Planning to protect against known vulnerabilities
Published: November 15, 2009
Updated: February 1, 2011
Applies To: Forefront Threat Management Gateway (TMG)
This topic is designed to help you plan how to use Forefront TMG to protect your network against operating system and application vulnerabilities.
Forefront TMG protects your network against exploits of known vulnerabilities in operating systems and applications with the Network Inspection System (NIS), the signature-based part of the Forefront TMG Intrusion Prevention System.
NIS is a traffic inspection system based on protocol decoding that uses signatures of known vulnerabilities to detect and potentially block attacks on network resources by providing:
Comprehensive protection for Microsoft network vulnerabilities; research and response capabilities are provided by Microsoft Malware Protection Center (MMPC). For information about MMPC, see Malware Protection Center (http://go.microsoft.com/fwlink/?LinkId=160624).
An operational signature distribution channel that enables dynamic signature snapshot distribution through Microsoft Update. For information, see Planning for updates of protection definitions.
NIS inspects internal users’ Web traffic and, based on protocol analysis by the Microsoft Generic Application-level Protocol Analyzer (GAPA), detects and blocks malicious traffic. NIS can be updated with MMPC signatures as soon as they are created, to protect against new classes of attacks and vulnerabilities, including zero-day attacks, to minimize the vulnerability window between vulnerability disclosures and patch deployment, from weeks to a few hours. For information on GAPA, see Generic Application-Level Protocol Analyzer and its Language (http://go.microsoft.com/fwlink/?LinkId=160623).
When you plan to deploy NIS in your organization, consider the following:
NIS protects against network vulnerabilities; it does not protect against file vulnerabilities, such as virus or spyware transport. Protection against file vulnerabilities is handled by the malware inspection feature. For information, see Planning to protect against malicious web content.
NIS supports only MMPC authored and certified signatures.

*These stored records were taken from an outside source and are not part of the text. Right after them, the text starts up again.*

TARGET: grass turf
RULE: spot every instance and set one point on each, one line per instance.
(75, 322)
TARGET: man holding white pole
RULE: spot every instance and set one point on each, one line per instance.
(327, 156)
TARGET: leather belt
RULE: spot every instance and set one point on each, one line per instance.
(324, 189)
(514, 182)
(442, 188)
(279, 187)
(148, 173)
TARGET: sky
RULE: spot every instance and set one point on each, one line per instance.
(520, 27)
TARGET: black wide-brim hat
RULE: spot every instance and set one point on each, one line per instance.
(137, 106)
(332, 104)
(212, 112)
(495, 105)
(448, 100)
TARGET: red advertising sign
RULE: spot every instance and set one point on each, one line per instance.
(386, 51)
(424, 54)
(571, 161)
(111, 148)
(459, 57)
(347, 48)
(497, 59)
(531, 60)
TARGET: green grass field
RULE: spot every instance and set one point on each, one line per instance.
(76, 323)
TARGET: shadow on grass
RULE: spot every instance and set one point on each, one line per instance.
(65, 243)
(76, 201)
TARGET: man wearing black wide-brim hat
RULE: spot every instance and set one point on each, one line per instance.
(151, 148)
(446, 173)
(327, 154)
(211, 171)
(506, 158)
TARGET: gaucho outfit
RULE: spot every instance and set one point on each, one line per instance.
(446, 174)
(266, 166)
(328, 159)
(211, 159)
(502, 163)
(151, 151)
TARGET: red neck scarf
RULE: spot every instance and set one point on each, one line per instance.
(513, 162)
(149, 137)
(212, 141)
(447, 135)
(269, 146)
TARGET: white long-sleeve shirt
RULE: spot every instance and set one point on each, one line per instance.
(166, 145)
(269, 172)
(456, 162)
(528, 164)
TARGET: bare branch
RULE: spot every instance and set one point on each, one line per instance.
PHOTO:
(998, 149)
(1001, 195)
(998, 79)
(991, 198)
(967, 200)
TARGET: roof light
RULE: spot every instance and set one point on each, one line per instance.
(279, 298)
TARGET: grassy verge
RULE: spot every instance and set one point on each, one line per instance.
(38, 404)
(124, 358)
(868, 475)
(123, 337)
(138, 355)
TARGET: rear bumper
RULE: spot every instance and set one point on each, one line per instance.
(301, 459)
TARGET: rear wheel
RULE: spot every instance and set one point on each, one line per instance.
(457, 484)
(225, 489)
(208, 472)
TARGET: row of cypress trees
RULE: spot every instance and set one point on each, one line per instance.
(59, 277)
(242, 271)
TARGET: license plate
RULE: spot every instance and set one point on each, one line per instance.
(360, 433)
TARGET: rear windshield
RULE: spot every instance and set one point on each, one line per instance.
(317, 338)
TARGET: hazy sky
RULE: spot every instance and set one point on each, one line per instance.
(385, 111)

To keep your systems protected from the latest threats, verify that Forefront TMG has connectivity to the selected update source, Microsoft Update or Windows Server Update Services (WSUS), and that automatic installation of the latest signature set is enabled. For more information, see Planning for updates of protection definitions.
When you download new signature sets from the MMPC, they are applied to new connections only. When you create your security policy, consider the convenience of users of long lasting connections (such as virtual private network connections), against the security of applying the most up-to-date protection to all connections.
On the local host (the Forefront TMG computer), NIS inspects only the HTTP, HTTPS, and e-mail protocols.
NIS inspects RPC over TCP; it does not inspect RPC over UDP. It is recommended that you use a firewall rule to block RPC over UDP traffic. For information, see Configuring firewall policy.